Après une première interview consacrée à la start-up Evaneos, nous nous sommes intéressés à la façon dont l’UX Design était intégré cette fois-ci dans des grands groupes. Nous avons rencontré Solène Saguez, Manager UX chez Bouygues Telecom, l’un des plus grands opérateurs de téléphonie française et comptant aujourd’hui plus de 8000 employés. Ses produits digitaux sont nombreux, son marché est rapide et concurrentiel. Solène nous raconte les challenges quotidiens de son équipe UX/UI dans cet environnement.
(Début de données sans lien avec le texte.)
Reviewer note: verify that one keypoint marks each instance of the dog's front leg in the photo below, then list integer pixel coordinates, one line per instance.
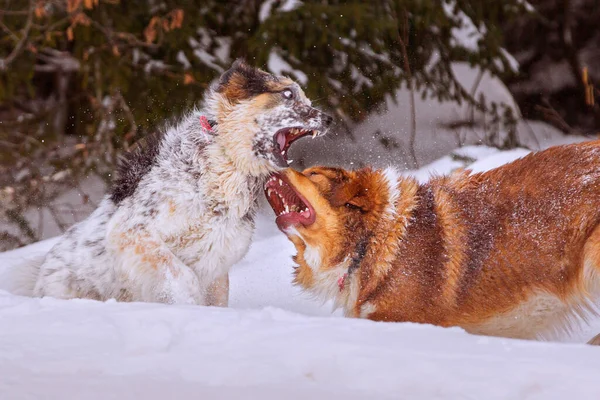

Commençons par détailler un peu ton parcours et comprendre comment tu es arrivée à ton poste actuel de Manager UX.
J’ai commencé par une école d’arts graphiques suivie d’un BTS communication visuelle, tous deux orientés print puis une license d’arts appliqués.
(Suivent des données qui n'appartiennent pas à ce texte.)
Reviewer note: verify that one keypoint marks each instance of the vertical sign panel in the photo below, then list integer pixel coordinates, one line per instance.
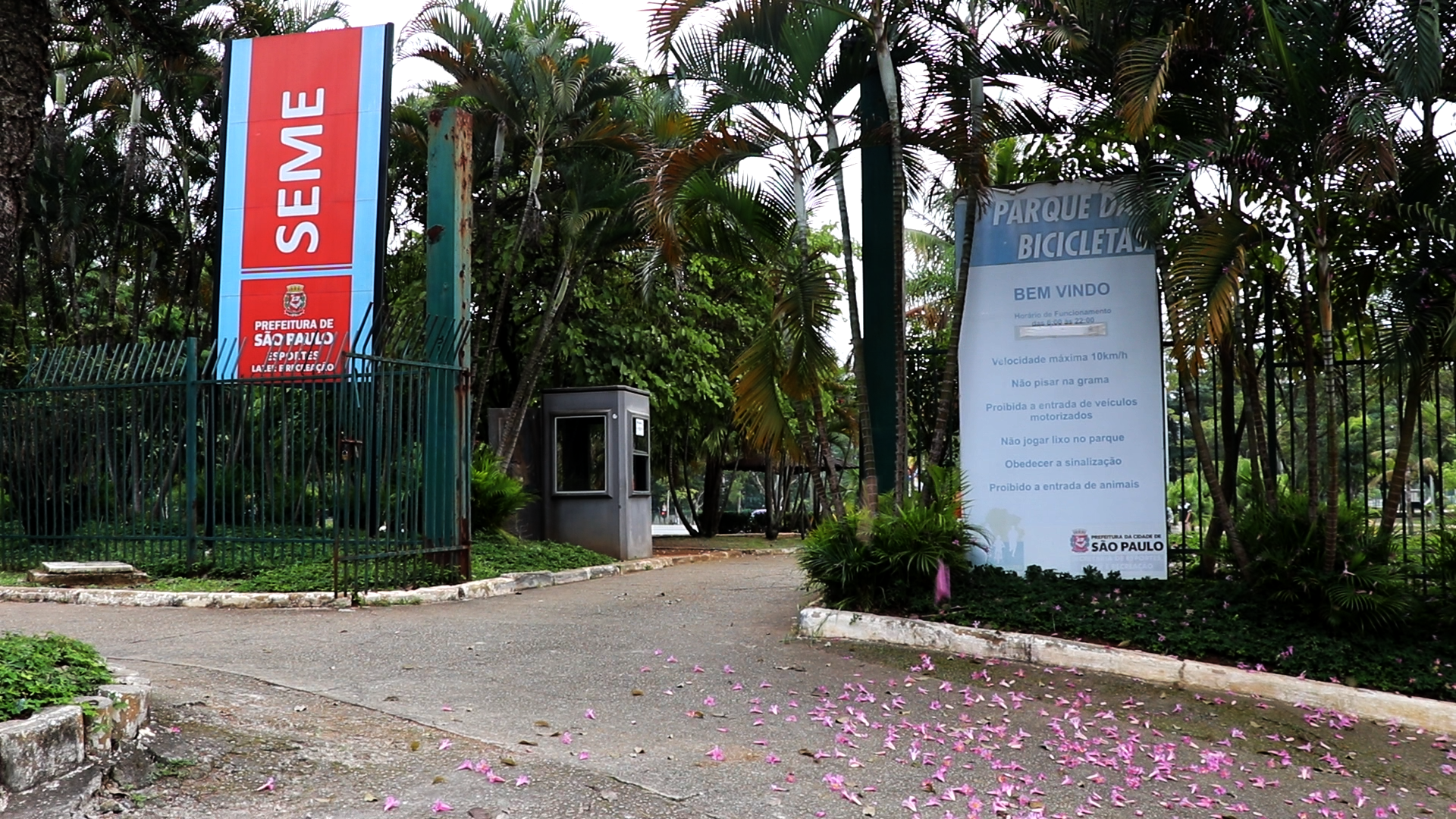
(302, 191)
(1062, 385)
Ensuite, je me suis lancée en freelance et très vite je me suis rendue compte que je n’arrivais pas à accompagner mes clients de bout en bout, particulièrement dans le digital. Donc un an après, j’ai repris un Master Direction Artistique Numérique pour apprendre toutes les notions du web et les principes du design appliqués au digital.
Une initiation d’une semaine à l’UX Design m’a donné une explication sur le pourquoi on fait les choses. Quand on est en école d’art on parle surtout de parti pris. Ici, on me proposait un nouveau regard sur le design. J’ai voulu creuser le sujet : j’ai suivi une formation “UX Design” accélérée de deux semaines aux Gobelins, mêlant théorie et pratique. Ça m’a ouvert un champ des possibles sur la créativité. On l’abordait d’une autre manière : on répondait réellement à des problématiques d’individus.
Dès la fin de cette formation, j’ai rejoint UX Republic, pour deux ans très formateurs. Je suis rentrée dans le dur du sujet, dans l’application des méthodologies : chaque client avait ses problématiques, son niveau de maturité, son support (site web, logiciel, interface), son secteur. Tu expérimentes plein de méthodologies, tu t’adaptes. Ca te permet de comprendre très vite que l’UX n’est pas simplement une méthodologie mais bel et bien une palette d’outils. La méthode est en fond, tes outils viennent articuler tout ça et tu t'adaptes en fonction de la situation.
Puis je suis entrée à la Creative Factory, une toute nouvelle offre UX développée par Mobiapps, que j’ai eu envie de rejoindre et faire grandir. J’étais la première UX à les rejoindre ! Mobiapps m’a envoyée en tant que consultante chez Bouygues Telecom où j’ai assuré une mission UX pendant presque un an. Au départ de ma cliente, j’ai repris son poste de Manager en interne.
Aujourd’hui chez Bouygues, j’ai fait grandir le pôle et gère une équipe d’UX/UI (11 personnes). Chaque designer UX/UI est dédié à un univers de l’expérience (vente, espace client, application mobile, B2B, animation commerciale, …).
Quel a été ton plus gros challenge récent et comment t’en es-tu sortie ?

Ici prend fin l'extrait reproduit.